In a September blog I took IBM to the woodshed for its stance on Bilski. Big Blue filed an amicus brief (PDF) that I argued was disingenuous at best. IBM argued:

Patent protection has promoted the free sharing of source code...which has fueled the explosive growth of open source software development.

Really?!?

IBM was not alone. Novartis, the big pharmaceutical company, also filed a supporting brief.


The industry's moment of (in)decision

I think that the Bilski case is a divider of wheat from chaff, a moment that forces technology companies to take sides on a critical issue that goes to the heart of innovation in our economy.

On one side, companies such as IBM and Novartis maintain that patents should not be tied to "primitive physical technology" but should also embrace a broader range of modern business activities.

But other companies, including Google and Symantec, took the other side and filed briefs (PDF) with the Supreme Court arguing that expanded business method patents would open them up to infringement lawsuits over the "very mental processes and ideas that are the building blocks of innovation."


What would you do? LogLogic and Sponster examples...

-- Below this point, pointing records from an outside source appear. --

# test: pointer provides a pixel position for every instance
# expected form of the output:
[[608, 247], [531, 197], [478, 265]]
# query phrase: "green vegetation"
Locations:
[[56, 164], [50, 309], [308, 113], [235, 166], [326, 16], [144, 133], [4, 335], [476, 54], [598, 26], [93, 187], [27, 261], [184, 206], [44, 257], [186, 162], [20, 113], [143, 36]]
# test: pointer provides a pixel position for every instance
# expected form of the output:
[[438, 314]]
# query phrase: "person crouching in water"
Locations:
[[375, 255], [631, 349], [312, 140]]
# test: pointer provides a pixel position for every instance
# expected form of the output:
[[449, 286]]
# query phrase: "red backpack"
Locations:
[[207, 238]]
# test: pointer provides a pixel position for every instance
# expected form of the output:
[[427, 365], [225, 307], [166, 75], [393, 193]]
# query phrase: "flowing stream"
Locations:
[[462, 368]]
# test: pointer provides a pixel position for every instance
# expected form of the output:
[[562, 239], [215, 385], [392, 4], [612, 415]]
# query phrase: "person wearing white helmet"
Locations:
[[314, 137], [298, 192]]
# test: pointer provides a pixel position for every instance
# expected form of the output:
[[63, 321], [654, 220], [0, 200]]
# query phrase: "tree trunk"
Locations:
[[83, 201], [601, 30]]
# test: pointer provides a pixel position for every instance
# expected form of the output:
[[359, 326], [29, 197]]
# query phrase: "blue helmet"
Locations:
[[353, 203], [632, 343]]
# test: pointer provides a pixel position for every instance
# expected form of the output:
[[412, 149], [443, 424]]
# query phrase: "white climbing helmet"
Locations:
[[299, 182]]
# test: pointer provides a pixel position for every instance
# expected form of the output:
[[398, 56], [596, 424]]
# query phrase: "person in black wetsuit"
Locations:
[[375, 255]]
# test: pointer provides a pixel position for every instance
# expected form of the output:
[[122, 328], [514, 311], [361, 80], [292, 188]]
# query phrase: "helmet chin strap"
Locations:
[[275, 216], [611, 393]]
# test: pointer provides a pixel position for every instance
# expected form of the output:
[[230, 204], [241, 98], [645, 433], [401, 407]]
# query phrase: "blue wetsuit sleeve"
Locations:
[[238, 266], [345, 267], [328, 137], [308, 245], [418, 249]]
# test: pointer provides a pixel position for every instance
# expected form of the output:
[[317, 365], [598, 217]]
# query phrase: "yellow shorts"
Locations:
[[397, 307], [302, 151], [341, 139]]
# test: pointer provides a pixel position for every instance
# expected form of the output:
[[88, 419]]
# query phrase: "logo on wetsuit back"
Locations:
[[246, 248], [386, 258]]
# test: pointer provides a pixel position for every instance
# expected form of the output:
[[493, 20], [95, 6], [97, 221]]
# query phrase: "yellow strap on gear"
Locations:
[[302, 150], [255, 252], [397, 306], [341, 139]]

I was reminded of this issue by an announcement today from LogLogic, a log management and security company I wrote about last year as an example of the pervasive use of embedded Linux.

LogLogic was granted a patent in October that appears to be rather sweeping in its scope, covering the collection of logs and the management of the data in those logs.

Imagine if LogLogic went "troll" with this patent....

At a minimum it could be a nuisance to its competitors and at a maximum it could possibly shake down any company that sold a product that relied on log collection (describing hundreds, if not thousands, of products on the market today).

Or how about this one? Sponster has a patent on a system for delivering contextual ads against electronic messages like e-mail, SMS, tweets, etc. Google filed for a similar patent, but over a year after Sponster, and while Sponster's patent was recently granted in October, Google's was denied. (Disclosure: I know and am friends with one of the Sponster executives.)

On the one hand, Sponster could go troll and sue just about everyone on the Web. On the other hand, I know from talking with the executives that they have no desire to do so. The fact that the company has not sued anyone in its six-plus years of existence is a clear indication of this. Sponster wants to build its business around the patent, but Google or Microsoft with their heft can squash that desire.

Should Sponster fight or capitulate? It's easy when you think of patent trolls as trolls that create no real value. But what about when they are real people and real companies like Sponster and LogLogic?


LogLogic makes its choice

LogLogic appears to have made its decision. In a company blog on Wednesday, a LogLogic executive points out the potential harm they see in a Bilski decision by the Supreme Court that would allow broader business patent methods.

LogLogic also (correctly, in my view) argues that the anti-business method lobby of Google et al "represent[s] the true innovative spirit of Silicon Valley where entrepreneurs are rewarded for risk taking and embrace the thinking of Austrian economist Joseph Schumpeter and creative destruction."

LogLogic decided to take a defensive posture with this sweeping patent rather than go troll. Who knows what Sponster will do, or should do. Presumably it worked just as hard on its technology as Google: shouldn't it get paid?

More broadly, do you agree with IBM that business methods should be upheld, or with Google that they should be crushed? What would your company decide to do? Where do you stand?